I was prescribed Sertraline (Zoloft) in 1998 when I had postnatal depression. I was told to take it for a year to 18 months. I went from deep depression/anxiety to euphoria in the space of about two weeks, I felt pretty damned fantastic, there was nothing I couldn’t handle. As time went on I continued to feel well but my emotions were dampened down, so I was functioning well, no depression, but no “joy” either. After a few months of feeling well I decided I didn’t want to be on Sertraline anymore, didn’t read the patient information leaflet or talk to a doctor, not that that would have helped anyway. I just stopped taking them. My head felt terrible, it began to feel water logged, if I turned my head there was a time lag between my eye balls catching up with the fact that my head had turned, so dizzy, gradually intense sadness would kick in, really really intense sadness and anxiety, oh the anxiety, pumping adrenaline and nerves shot to bits. I went back on the Sertraline.
The doctor told me to do the alternate day thing, alternate days for a fortnight,then every third day for a fortnight, then one tablet a week, I did this various times over the next few years to no avail. I tried a pill cutter and halving the tablet, it wouldn’t break down easily without crumbling so that was unsuccessful. Every time I tried something, I ended up in worse shape than the time before, it was all getting steadily worse. I tried meditation, healing, exercise, cognitive behavioural therapy, counselling, fish oil capsules, NOTHING touched it. I pressured my surgery to refer me to a psychiatrist for advice,but the psychiatrist had no clue and could only recommend switching to another drug. I did switch to Citalopram for a while, and Mirtzapine, I felt constant fatigue on Mirtzapine, and then back to Sertraline. Yet another psychiatrist recommended halving my dose of Sertraline and taking diazepam to mitigate the withdrawals, so replace one powerful drug with an even more powerful addictive drug.
This is my description of how withdrawal felt from my blog, I only recently found out that what was happening had a name,akathisia:

“5am and for about the 3rd night in a row I’ve barely slept, I can’t stop the adrenaline pumping round my body, my stomach is tightly knotted, I’ve barely been able to eat properly it makes me feel sick.

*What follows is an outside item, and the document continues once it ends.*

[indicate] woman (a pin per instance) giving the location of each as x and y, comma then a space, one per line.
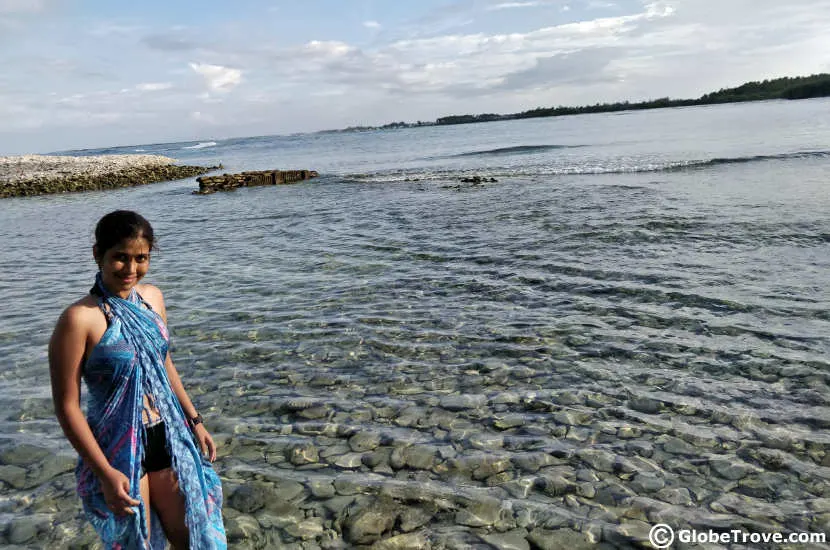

I’m clammy, sweating and crying and P is trying to reassure me, but he has to go to work. I get up and drag myself through all the motions of the day and making sure boys get to school, I feel like the living dead, I make sure they get fed and make sure they and no one else is aware of what’s going on, I don’t hang around at the school gates. Oh I do kind of tell a few people I’m not really feeling right but I play it down.
The constant adrenaline is tormenting me on the inside and I can’t stop it.It’s been building up over a period of months and I’ve been fighting and fighting the feelings but it seems to have reached a peak of exquisite torture.It’s like being at the top of a roller coaster that never stops. Someone else mentioned birdsong, and it was a funny thing, the torture was worse in the mornings and over the summer months while it was slowly building, birdsong in the morning outside the window had become a kind of torture as well. I had to go to work only 2 days a week and God only knows how I managed it. I had taken
my last Sertraline tablet months ago, and come off it as per the doctors instructions, and now my depression/anxiety was back tenfold to punish me for daring to presume I could stop taking it. I must be wired up wrong, no one else feels like this do they? What is wrong with me? Maybe I really am insane, maybe I just can’t cope with life without my tablets, how come everyone else can cope with life, and I can’t? There must be something fundamentally wrong with me. By now the Orwell Bridge was beginning to look a bit attractive and I just wanted to escape the adrenaline surges torturing me, my nerves were in shreds”.
This was 2003,at the end of 2003 I gave in and went back on the sertraline.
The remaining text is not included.